In short, the ‘wtf’ colloquialism sums up Edgar Wright’s latest directorial triumph, The World’s End.
In a good way, that is – the film is original, bold and genuinely funny. And interestingly enough, the ‘wtf’ gag seems to be at the core of what Wright was going for. “You know what’s funny about that? I thought of that as a joke and I was about to write that on Twitter… I stop myself and thought it would be a funny line in the movie.”
The film sees five childhood friends — or ‘the five musketeers’ — reunite to follow their leader Gary King (Simon Pegg) into mayhem. Mentally stuck in his teens, Gary cunningly convinces his four mates — Andy (Nick Frost), Steven (Paddy Considine), Oliver (Martin Freeman), and Peter (Eddie Marsan) — to join him and re-create an epic pub crawl they failed to complete twenty years ago. This Golden Mile drinking marathon leads them to their childhood suburban town of Newton Haven, where Gary is hell-bent on reaching the last pub on his map, The World’s End, at any and all costs. But there is something wrong – Gary and his middle-aged cohort realise that town locals are not what they seem to be. It’s all parodied alien invasion, zombie apocalypse, cop action, ‘70s paranoia thriller from here in on with a gag hit-rate pretty high up there.
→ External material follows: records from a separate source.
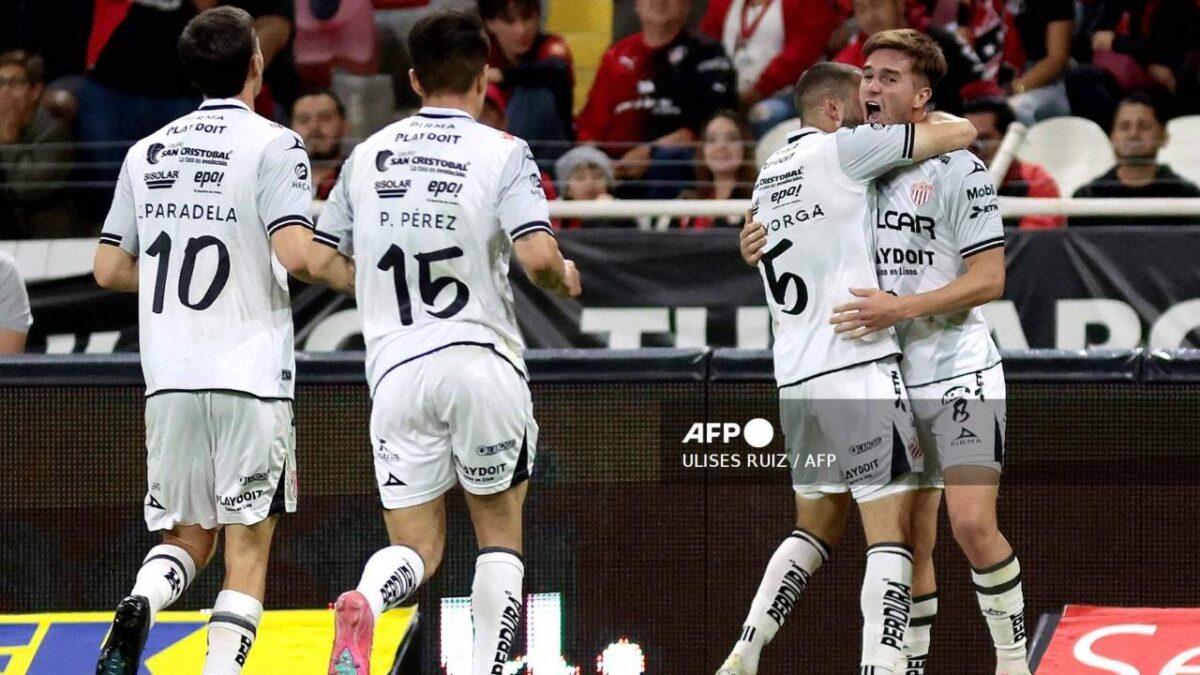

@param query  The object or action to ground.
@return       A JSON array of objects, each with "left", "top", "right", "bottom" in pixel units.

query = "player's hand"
[
  {"left": 563, "top": 259, "right": 583, "bottom": 298},
  {"left": 738, "top": 211, "right": 767, "bottom": 267},
  {"left": 829, "top": 288, "right": 908, "bottom": 340}
]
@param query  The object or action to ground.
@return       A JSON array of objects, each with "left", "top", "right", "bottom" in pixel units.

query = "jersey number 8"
[{"left": 377, "top": 244, "right": 470, "bottom": 325}]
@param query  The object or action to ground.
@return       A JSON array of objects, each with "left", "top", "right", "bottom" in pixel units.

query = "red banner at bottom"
[{"left": 1038, "top": 605, "right": 1200, "bottom": 675}]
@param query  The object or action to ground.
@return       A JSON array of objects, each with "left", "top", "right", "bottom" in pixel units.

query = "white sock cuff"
[
  {"left": 788, "top": 527, "right": 833, "bottom": 562},
  {"left": 209, "top": 591, "right": 263, "bottom": 635},
  {"left": 971, "top": 552, "right": 1021, "bottom": 595},
  {"left": 475, "top": 546, "right": 524, "bottom": 575},
  {"left": 142, "top": 544, "right": 196, "bottom": 589},
  {"left": 910, "top": 593, "right": 937, "bottom": 623}
]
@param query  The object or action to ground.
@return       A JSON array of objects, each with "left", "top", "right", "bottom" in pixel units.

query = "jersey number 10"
[
  {"left": 377, "top": 244, "right": 470, "bottom": 325},
  {"left": 146, "top": 232, "right": 229, "bottom": 313}
]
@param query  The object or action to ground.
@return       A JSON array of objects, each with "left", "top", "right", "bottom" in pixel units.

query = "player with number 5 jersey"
[
  {"left": 310, "top": 12, "right": 580, "bottom": 675},
  {"left": 95, "top": 7, "right": 312, "bottom": 675}
]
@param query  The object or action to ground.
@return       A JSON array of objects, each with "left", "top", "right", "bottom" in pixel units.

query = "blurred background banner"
[{"left": 14, "top": 226, "right": 1200, "bottom": 352}]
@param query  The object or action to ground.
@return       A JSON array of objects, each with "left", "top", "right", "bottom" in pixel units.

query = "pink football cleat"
[{"left": 329, "top": 591, "right": 374, "bottom": 675}]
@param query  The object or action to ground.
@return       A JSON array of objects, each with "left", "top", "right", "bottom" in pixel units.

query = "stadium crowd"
[{"left": 0, "top": 0, "right": 1200, "bottom": 239}]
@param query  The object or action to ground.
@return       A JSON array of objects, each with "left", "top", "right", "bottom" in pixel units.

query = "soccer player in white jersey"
[
  {"left": 742, "top": 30, "right": 1028, "bottom": 675},
  {"left": 718, "top": 64, "right": 974, "bottom": 675},
  {"left": 302, "top": 12, "right": 580, "bottom": 675},
  {"left": 95, "top": 7, "right": 312, "bottom": 675}
]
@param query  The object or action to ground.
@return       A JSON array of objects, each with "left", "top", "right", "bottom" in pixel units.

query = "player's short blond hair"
[{"left": 863, "top": 28, "right": 947, "bottom": 86}]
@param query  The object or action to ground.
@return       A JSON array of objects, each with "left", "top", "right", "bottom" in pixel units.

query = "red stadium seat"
[{"left": 295, "top": 0, "right": 378, "bottom": 85}]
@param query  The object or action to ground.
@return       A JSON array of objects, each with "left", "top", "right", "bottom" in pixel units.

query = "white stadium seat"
[
  {"left": 1158, "top": 115, "right": 1200, "bottom": 184},
  {"left": 755, "top": 118, "right": 803, "bottom": 167},
  {"left": 1016, "top": 118, "right": 1116, "bottom": 197}
]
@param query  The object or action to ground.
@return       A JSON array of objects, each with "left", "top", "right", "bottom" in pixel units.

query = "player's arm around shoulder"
[{"left": 912, "top": 110, "right": 979, "bottom": 162}]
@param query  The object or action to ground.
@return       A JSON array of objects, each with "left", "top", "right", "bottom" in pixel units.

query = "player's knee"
[
  {"left": 950, "top": 509, "right": 998, "bottom": 550},
  {"left": 162, "top": 526, "right": 217, "bottom": 571}
]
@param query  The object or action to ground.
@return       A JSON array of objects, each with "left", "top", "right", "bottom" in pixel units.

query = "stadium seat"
[
  {"left": 1158, "top": 115, "right": 1200, "bottom": 184},
  {"left": 755, "top": 118, "right": 800, "bottom": 167},
  {"left": 1016, "top": 118, "right": 1116, "bottom": 197},
  {"left": 295, "top": 0, "right": 378, "bottom": 84}
]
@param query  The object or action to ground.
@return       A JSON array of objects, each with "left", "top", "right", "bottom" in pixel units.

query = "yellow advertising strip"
[{"left": 0, "top": 608, "right": 415, "bottom": 675}]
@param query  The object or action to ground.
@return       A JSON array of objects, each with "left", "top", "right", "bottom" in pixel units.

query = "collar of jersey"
[
  {"left": 200, "top": 98, "right": 250, "bottom": 112},
  {"left": 416, "top": 106, "right": 475, "bottom": 120},
  {"left": 787, "top": 126, "right": 824, "bottom": 145}
]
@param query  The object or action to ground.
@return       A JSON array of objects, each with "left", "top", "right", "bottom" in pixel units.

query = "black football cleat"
[{"left": 96, "top": 596, "right": 150, "bottom": 675}]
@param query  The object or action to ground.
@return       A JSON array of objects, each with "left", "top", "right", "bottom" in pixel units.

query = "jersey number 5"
[
  {"left": 378, "top": 244, "right": 470, "bottom": 325},
  {"left": 146, "top": 232, "right": 229, "bottom": 313},
  {"left": 762, "top": 239, "right": 809, "bottom": 315}
]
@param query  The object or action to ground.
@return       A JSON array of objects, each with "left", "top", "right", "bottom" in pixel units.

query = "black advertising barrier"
[{"left": 21, "top": 227, "right": 1200, "bottom": 352}]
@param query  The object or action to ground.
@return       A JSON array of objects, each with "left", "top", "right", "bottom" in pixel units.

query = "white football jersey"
[
  {"left": 314, "top": 107, "right": 553, "bottom": 392},
  {"left": 100, "top": 98, "right": 312, "bottom": 399},
  {"left": 871, "top": 150, "right": 1004, "bottom": 387},
  {"left": 751, "top": 124, "right": 914, "bottom": 387}
]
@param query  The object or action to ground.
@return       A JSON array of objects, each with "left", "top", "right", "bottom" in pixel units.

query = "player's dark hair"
[
  {"left": 0, "top": 49, "right": 46, "bottom": 84},
  {"left": 179, "top": 7, "right": 258, "bottom": 98},
  {"left": 863, "top": 28, "right": 947, "bottom": 86},
  {"left": 479, "top": 0, "right": 541, "bottom": 22},
  {"left": 408, "top": 11, "right": 490, "bottom": 96},
  {"left": 292, "top": 88, "right": 346, "bottom": 120},
  {"left": 796, "top": 61, "right": 863, "bottom": 124},
  {"left": 962, "top": 98, "right": 1016, "bottom": 136}
]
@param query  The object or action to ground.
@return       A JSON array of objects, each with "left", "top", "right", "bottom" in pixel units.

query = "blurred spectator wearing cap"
[
  {"left": 554, "top": 145, "right": 634, "bottom": 229},
  {"left": 962, "top": 83, "right": 1067, "bottom": 229},
  {"left": 833, "top": 0, "right": 983, "bottom": 113},
  {"left": 479, "top": 0, "right": 575, "bottom": 163},
  {"left": 1070, "top": 94, "right": 1200, "bottom": 227},
  {"left": 0, "top": 251, "right": 34, "bottom": 354},
  {"left": 292, "top": 89, "right": 347, "bottom": 199},
  {"left": 575, "top": 0, "right": 737, "bottom": 198},
  {"left": 655, "top": 110, "right": 758, "bottom": 229},
  {"left": 1006, "top": 0, "right": 1075, "bottom": 125},
  {"left": 0, "top": 50, "right": 78, "bottom": 239},
  {"left": 700, "top": 0, "right": 838, "bottom": 138}
]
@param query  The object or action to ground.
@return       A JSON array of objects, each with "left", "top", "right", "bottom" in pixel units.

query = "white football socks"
[
  {"left": 733, "top": 530, "right": 829, "bottom": 673},
  {"left": 356, "top": 545, "right": 425, "bottom": 621},
  {"left": 204, "top": 591, "right": 263, "bottom": 675},
  {"left": 470, "top": 546, "right": 524, "bottom": 675}
]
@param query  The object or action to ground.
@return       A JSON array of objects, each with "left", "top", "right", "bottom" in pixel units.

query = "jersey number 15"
[{"left": 377, "top": 244, "right": 470, "bottom": 325}]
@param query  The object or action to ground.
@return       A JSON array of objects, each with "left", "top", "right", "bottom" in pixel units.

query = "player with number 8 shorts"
[
  {"left": 310, "top": 12, "right": 580, "bottom": 675},
  {"left": 95, "top": 7, "right": 312, "bottom": 675},
  {"left": 718, "top": 64, "right": 974, "bottom": 675}
]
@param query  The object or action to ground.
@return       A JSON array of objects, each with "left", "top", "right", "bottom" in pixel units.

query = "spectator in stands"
[
  {"left": 0, "top": 50, "right": 78, "bottom": 239},
  {"left": 656, "top": 110, "right": 758, "bottom": 229},
  {"left": 479, "top": 0, "right": 575, "bottom": 159},
  {"left": 1008, "top": 0, "right": 1075, "bottom": 125},
  {"left": 576, "top": 0, "right": 737, "bottom": 198},
  {"left": 1091, "top": 0, "right": 1196, "bottom": 94},
  {"left": 292, "top": 89, "right": 347, "bottom": 199},
  {"left": 0, "top": 251, "right": 34, "bottom": 354},
  {"left": 962, "top": 83, "right": 1067, "bottom": 229},
  {"left": 78, "top": 0, "right": 299, "bottom": 192},
  {"left": 1070, "top": 92, "right": 1200, "bottom": 226},
  {"left": 700, "top": 0, "right": 836, "bottom": 138},
  {"left": 554, "top": 145, "right": 635, "bottom": 229},
  {"left": 833, "top": 0, "right": 984, "bottom": 114}
]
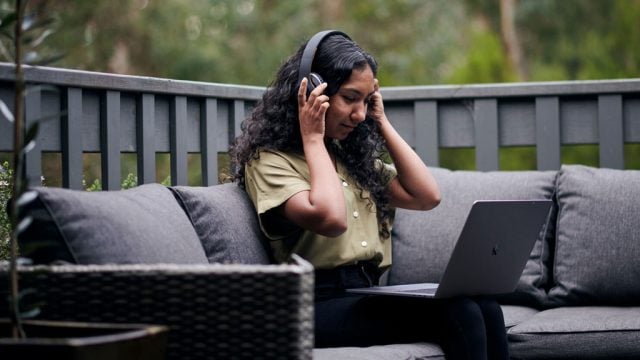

Finishing the pub crawl is now not as half important as staying alive.
The World’s End, like Wright’s previous works, is also intentionally very British. “Oh I think it’s really important because I think in the same way that if I watch an Australian film I want to see like a little window into your world. It’s important to have cultural identity, because otherwise everything becomes a sort of a trans-Atlantic mush,” says Wright. And rightly so. With the number of Hollywood movies that seem to be infectious clones of each other, The World’s End comes as a welcome change.
Stylistically, The World’s End might comes across as propagating Around The Block meets The Day The Earth Stood Still meets The Breakfast Club wherein protagonist Gary shares a similar disposition to a gothic John Bender. But Wright doesn’t entirely agree. “Not specifically, no. You said Bender, but my first thought was Futurama… Simon used to be a Goth when he was a teenager. The sister of mercy look is just like wearing all black with black jeans. I’m wearing black jeans today,” laughs Wright.
But what we can say for certain is that The World’s End draws inspiration from Big Chill and It’s Always Fair Weather. “Big Chill is a film about some friends reuniting [while the] Gene Kelly musical (is) sort of friends after World War II… [they] meet ten years later and realise they have nothing in common.”
Contextually, the film also completes the Wright-Pegg written Three Flavours Cornetto Trilogy comprising Shaun of the Dead, Hot Fuzz and now The World’s End. When watched in a series, as intended, the trilogy successfully subverts then deconstructs stereotypes of the zombie thriller genre by satiric hyperbole and mockery. There’s also an overdose of nostalgia. “The nostalgia thing is like the villain in the piece… a sting in the tale in The World’s End is that the idea that nostalgia is probably very bad for you. The moral of the film is like don’t try to recreate former glories,” says Wright.
BY JOSEPH RANA
The World’s End opens in cinemas on Thursday August 1.